Negatively skewed (left tail): Median and IQR preferred. The mean is pulled below the median.
The Statistical Investigation Process
When comparing two groups, follow the investigation framework:
- Question: Formulate a specific statistical question (e.g. “Do Year 11 students in School A score higher than School B on standardised maths tests?”)
- Data: Identify the data collected (sample, population, how obtained)

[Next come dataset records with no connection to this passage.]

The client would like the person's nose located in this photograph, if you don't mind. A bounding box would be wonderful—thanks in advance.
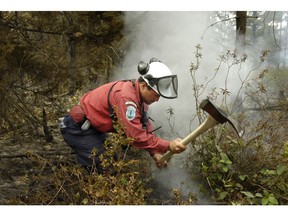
[155,95,160,102]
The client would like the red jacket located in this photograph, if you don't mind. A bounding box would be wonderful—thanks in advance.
[80,80,169,154]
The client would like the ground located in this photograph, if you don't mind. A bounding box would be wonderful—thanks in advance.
[0,125,72,205]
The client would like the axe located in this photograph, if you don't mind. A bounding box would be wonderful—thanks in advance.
[159,99,244,162]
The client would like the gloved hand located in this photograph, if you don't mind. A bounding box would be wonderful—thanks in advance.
[152,154,168,168]
[169,138,187,154]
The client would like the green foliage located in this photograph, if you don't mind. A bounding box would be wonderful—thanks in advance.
[186,45,288,205]
[9,121,152,205]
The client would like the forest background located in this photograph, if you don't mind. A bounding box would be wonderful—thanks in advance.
[0,6,287,211]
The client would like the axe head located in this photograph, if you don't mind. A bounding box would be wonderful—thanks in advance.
[200,99,244,137]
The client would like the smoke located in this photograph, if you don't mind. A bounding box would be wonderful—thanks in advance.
[114,11,268,202]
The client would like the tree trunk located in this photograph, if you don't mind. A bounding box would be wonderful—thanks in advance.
[236,11,247,50]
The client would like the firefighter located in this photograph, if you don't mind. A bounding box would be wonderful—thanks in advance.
[60,58,186,173]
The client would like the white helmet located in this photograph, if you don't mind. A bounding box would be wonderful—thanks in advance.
[138,58,178,99]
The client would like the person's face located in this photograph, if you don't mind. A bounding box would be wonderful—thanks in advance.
[139,82,160,105]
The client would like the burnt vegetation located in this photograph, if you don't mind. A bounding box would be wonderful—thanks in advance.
[0,11,288,205]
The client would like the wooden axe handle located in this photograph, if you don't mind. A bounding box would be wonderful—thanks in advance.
[159,115,219,162]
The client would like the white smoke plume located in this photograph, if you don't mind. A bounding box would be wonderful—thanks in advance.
[113,11,268,202]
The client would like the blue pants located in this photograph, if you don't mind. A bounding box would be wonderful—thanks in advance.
[60,115,107,173]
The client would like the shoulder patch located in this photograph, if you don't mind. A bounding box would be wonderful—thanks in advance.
[125,101,137,108]
[126,105,136,121]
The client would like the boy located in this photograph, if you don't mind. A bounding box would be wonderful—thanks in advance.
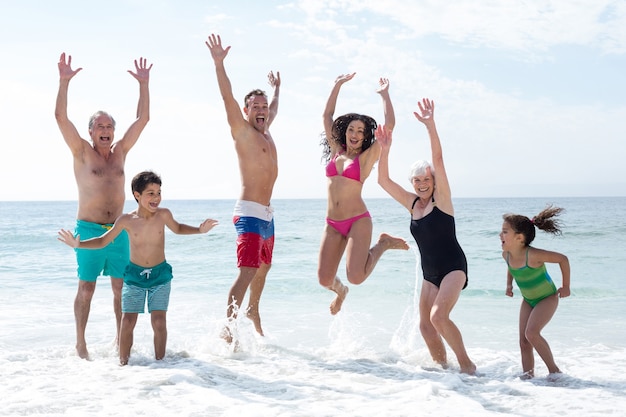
[58,171,217,366]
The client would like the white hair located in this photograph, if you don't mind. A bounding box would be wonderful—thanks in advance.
[409,160,435,182]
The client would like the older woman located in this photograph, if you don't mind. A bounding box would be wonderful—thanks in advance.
[376,99,476,374]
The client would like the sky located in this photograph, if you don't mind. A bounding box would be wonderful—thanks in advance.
[0,0,626,201]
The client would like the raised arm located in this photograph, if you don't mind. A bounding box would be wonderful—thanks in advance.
[54,52,85,155]
[267,71,280,129]
[322,72,356,147]
[116,57,152,153]
[376,78,396,132]
[376,125,415,208]
[413,98,454,216]
[205,34,246,137]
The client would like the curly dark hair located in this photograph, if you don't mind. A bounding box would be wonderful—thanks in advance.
[502,205,565,246]
[320,113,377,162]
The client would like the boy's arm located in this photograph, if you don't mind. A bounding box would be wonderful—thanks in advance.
[57,219,124,249]
[162,209,218,235]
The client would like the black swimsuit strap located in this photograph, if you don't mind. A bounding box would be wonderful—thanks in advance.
[411,195,435,210]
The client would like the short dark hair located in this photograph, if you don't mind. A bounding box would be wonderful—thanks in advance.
[130,171,161,201]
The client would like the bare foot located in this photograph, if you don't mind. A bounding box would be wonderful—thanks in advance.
[461,362,476,375]
[330,281,350,316]
[519,369,535,381]
[378,233,409,250]
[220,326,233,345]
[76,343,89,359]
[246,308,265,336]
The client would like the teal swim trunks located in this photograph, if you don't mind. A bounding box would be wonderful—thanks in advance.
[74,220,130,282]
[122,262,173,313]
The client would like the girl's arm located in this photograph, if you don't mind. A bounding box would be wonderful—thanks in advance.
[528,248,570,298]
[502,252,513,297]
[322,72,356,156]
[376,78,396,132]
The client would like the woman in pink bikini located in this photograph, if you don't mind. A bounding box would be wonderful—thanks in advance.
[317,73,409,314]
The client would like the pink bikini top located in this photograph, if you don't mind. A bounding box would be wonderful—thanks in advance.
[326,153,361,182]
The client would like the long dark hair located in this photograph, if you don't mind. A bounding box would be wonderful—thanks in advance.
[320,113,377,162]
[502,205,565,246]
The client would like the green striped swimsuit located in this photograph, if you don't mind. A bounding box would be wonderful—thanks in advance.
[506,248,556,307]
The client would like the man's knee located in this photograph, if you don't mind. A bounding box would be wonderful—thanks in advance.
[77,280,96,300]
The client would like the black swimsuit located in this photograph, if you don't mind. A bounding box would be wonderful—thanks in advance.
[410,197,468,289]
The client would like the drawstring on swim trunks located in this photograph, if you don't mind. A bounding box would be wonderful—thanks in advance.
[139,268,152,279]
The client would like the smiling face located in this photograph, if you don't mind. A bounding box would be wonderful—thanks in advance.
[346,120,365,151]
[133,182,161,213]
[411,168,435,199]
[243,95,269,133]
[89,114,115,148]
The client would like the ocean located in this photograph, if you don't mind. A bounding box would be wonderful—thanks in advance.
[0,197,626,417]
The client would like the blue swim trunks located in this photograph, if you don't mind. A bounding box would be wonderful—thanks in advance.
[122,262,173,313]
[74,220,130,282]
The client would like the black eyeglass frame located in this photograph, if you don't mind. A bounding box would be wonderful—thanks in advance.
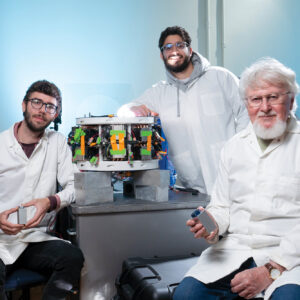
[26,98,58,115]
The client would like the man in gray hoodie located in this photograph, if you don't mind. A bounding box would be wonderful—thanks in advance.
[118,26,249,194]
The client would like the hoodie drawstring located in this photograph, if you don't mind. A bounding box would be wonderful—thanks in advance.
[177,86,180,118]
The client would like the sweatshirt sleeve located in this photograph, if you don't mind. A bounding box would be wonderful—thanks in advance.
[117,85,160,117]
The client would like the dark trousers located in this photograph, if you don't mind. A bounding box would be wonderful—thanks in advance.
[0,240,84,300]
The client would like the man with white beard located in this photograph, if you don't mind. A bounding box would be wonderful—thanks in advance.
[174,58,300,300]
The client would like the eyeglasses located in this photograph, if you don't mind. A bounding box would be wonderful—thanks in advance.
[160,42,189,52]
[246,92,291,107]
[27,98,58,115]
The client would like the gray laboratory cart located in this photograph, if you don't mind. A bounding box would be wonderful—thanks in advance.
[72,191,208,300]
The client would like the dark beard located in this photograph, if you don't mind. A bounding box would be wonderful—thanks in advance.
[23,108,51,133]
[164,56,191,73]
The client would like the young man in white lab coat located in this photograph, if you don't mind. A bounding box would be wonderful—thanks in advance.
[118,26,249,194]
[174,58,300,300]
[0,80,83,300]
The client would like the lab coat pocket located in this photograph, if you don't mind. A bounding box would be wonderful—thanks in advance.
[172,151,197,182]
[273,176,300,215]
[37,172,56,197]
[201,92,225,117]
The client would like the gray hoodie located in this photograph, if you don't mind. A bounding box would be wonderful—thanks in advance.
[166,52,210,117]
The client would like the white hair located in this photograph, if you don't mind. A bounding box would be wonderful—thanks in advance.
[239,57,299,111]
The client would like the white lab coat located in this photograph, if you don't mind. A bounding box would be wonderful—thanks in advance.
[0,127,74,264]
[118,63,249,194]
[186,117,300,299]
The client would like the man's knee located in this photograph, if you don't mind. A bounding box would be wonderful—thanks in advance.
[173,277,205,300]
[55,241,84,270]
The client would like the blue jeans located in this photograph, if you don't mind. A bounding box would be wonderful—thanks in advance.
[173,259,300,300]
[0,240,84,300]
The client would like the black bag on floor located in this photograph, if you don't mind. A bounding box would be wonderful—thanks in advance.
[114,255,198,300]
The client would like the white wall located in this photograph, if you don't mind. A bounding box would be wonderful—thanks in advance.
[0,0,198,134]
[224,0,300,75]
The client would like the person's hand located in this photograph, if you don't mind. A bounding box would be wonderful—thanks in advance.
[186,206,219,243]
[23,198,50,229]
[230,266,273,299]
[0,207,24,235]
[130,105,158,117]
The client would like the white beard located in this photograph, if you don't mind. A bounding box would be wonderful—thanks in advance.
[253,119,287,140]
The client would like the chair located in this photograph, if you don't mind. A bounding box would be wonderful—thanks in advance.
[5,269,47,300]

- Analysis: Calculate relevant statistics, construct appropriate displays
- Conclusion: Answer the original question with reference to specific statistics. Acknowledge limitations.
Mastery Practice
-
Fluency
State whether each distribution is positively skewed, negatively skewed, or symmetric:
- Mean = 50, Median = 55
- Mean = 70, Median = 70
- Mean = 80, Median = 65
-
Fluency
Five-number summaries: Group X: Min = 10, Q1 = 22, Median = 30, Q3 = 41, Max = 55. Group Y: Min = 15, Q1 = 25, Median = 35, Q3 = 48, Max = 60. Compare the spread of the two groups (use range and IQR).
-
Fluency
The following back-to-back stem-and-leaf shows test scores for Class A (left) and Class B (right):
Class A Stem Class B 5 6 7 8 7 6 5 7 5 6 7 8 3 2 8 2 3 1 9 1 List all scores for each class. How many students are in each class?
-
Understanding
Compare the two datasets using mean, median, range and IQR:
Dataset 1: 12, 15, 18, 20, 22, 25, 28
Dataset 2: 5, 8, 20, 20, 20, 32, 35
-
Understanding
Rainfall (mm) for two cities over 6 months:
Brisbane: 45, 60, 80, 55, 40, 70
Cairns: 120, 200, 350, 180, 80, 150
Calculate the mean for each city. Which city has more rainfall on average and which is more variable? Calculate the range for each to support your answer. -
Understanding
A researcher compares weekly study hours for two groups:
Males: 8, 5, 12, 6, 9, 7, 11, 8, 10, 4
Females: 10, 12, 8, 14, 11, 9, 13, 7, 12, 14
Calculate the mean and range for each group. Comment on the difference in centre and consistency. -
Understanding
A boxplot has: Min = 5, Q1 = 12, Median = 18, Q3 = 26, Max = 34.
- Find the IQR and range.
- Use the IQR fence test to check for outliers.
- Is the distribution symmetric or skewed? Justify using the position of the median within the box.
-
Problem Solving
Sprint times (seconds) for two training groups:
Group 1: 10.2, 10.5, 10.8, 11.0, 11.2, 11.5, 11.8
Group 2: 9.8, 10.1, 10.9, 11.1, 11.4, 12.0, 12.3- Find the five-number summary (Min, Q1, Median, Q3, Max) for each group.
- Calculate the IQR for each group.
- Compare the two groups using shape, centre and spread. Which group is faster? Which is more consistent?
-
Problem Solving
Pulse rates (bpm) for two groups:
Athletes: 52, 58, 60, 62, 65, 68, 70
Non-athletes: 68, 72, 75, 78, 80, 82, 88
Calculate mean, median, and IQR for each group. Write a structured comparison addressing shape, centre, and spread. -
Problem Solving
Statistical Investigation: A teacher wants to know whether girls spend more time on homework per night than boys.
Boys (hours/night): 1.5, 2.0, 1.0, 2.5, 1.5, 3.0, 2.0, 1.5
Girls (hours/night): 2.0, 2.5, 3.0, 2.5, 2.0, 3.5, 2.5, 2.0- State a specific statistical question for this investigation.
- Calculate mean and median for each group.
- Compare the distributions using shape, centre and spread.
- State a conclusion in context, referring to the specific values you calculated.